While the focus on AIDS accounted for nearly 60 percent of the bank's projects on communicable diseases from 1997 to 2006, more successful efforts aimed at malaria, tuberculosis and leprosy, among others, got far fewer resources. Malaria, for example, made up 3 percent of the projects, and tuberculosis only 2 percent. Nine of 10 of these other communicable disease projects performed satisfactorily or better.

As the World Bank put more resources into AIDS projects, its support for family planning and efforts to reduce malnutrition plunged, according to the report, by the Independent Evaluation Group, a unit that answers to the bank's board and president.

Helping women control the number of children they bear is essential to reducing the high rates at which they die in childbirth in the poorest nations, said Martha Ainsworth, lead author of the evaluation. "The fact that no one's been paying attention to reducing high fertility is critical for Africa," she said.

Leaders of the evaluation group said Thursday in interviews that the bank needed to intensify its efforts in family planning and nutrition. Mr.
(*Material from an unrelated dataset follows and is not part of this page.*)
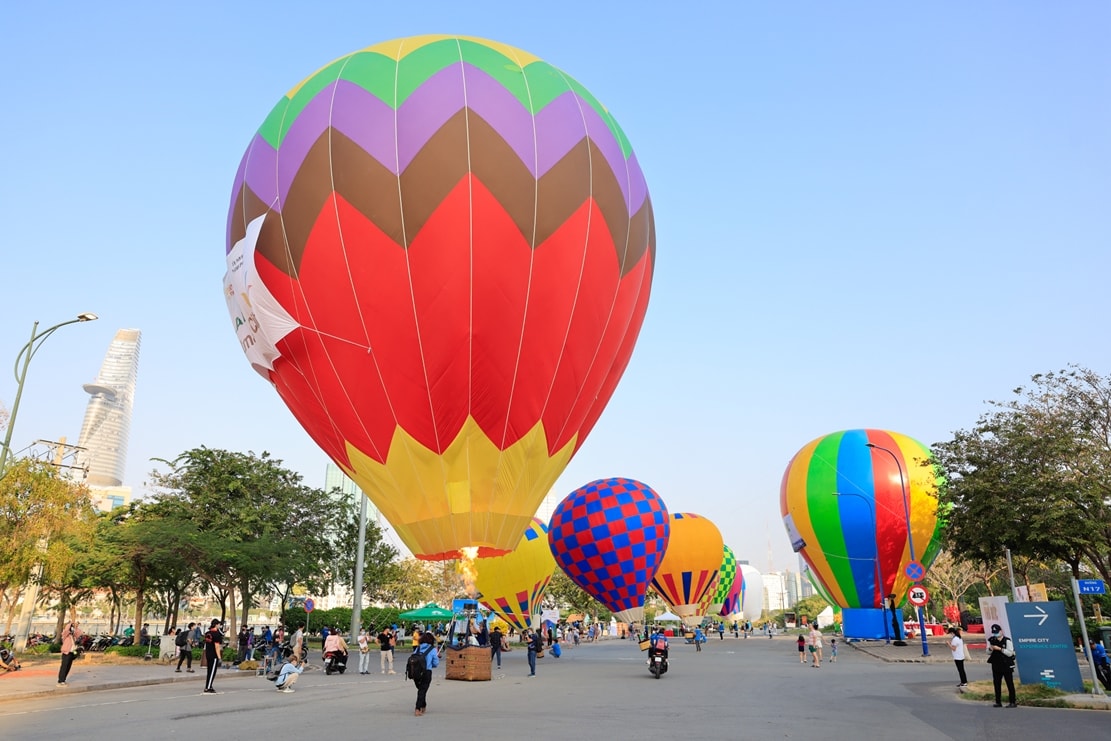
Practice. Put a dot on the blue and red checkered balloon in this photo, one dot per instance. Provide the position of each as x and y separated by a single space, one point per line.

Schweitzer, of the World Bank, said he heartily agreed.

The evaluators' prescription for improving effectiveness is to simplify projects, reduce the number of government ministries involved and tackle more modest objectives.

But Mr. Schweitzer essentially argued that the donors and the recipient countries needed to do a better job of coordination aimed at achieving specific results.

"It's not always so simple to keep things simple," he said. "Health is complicated."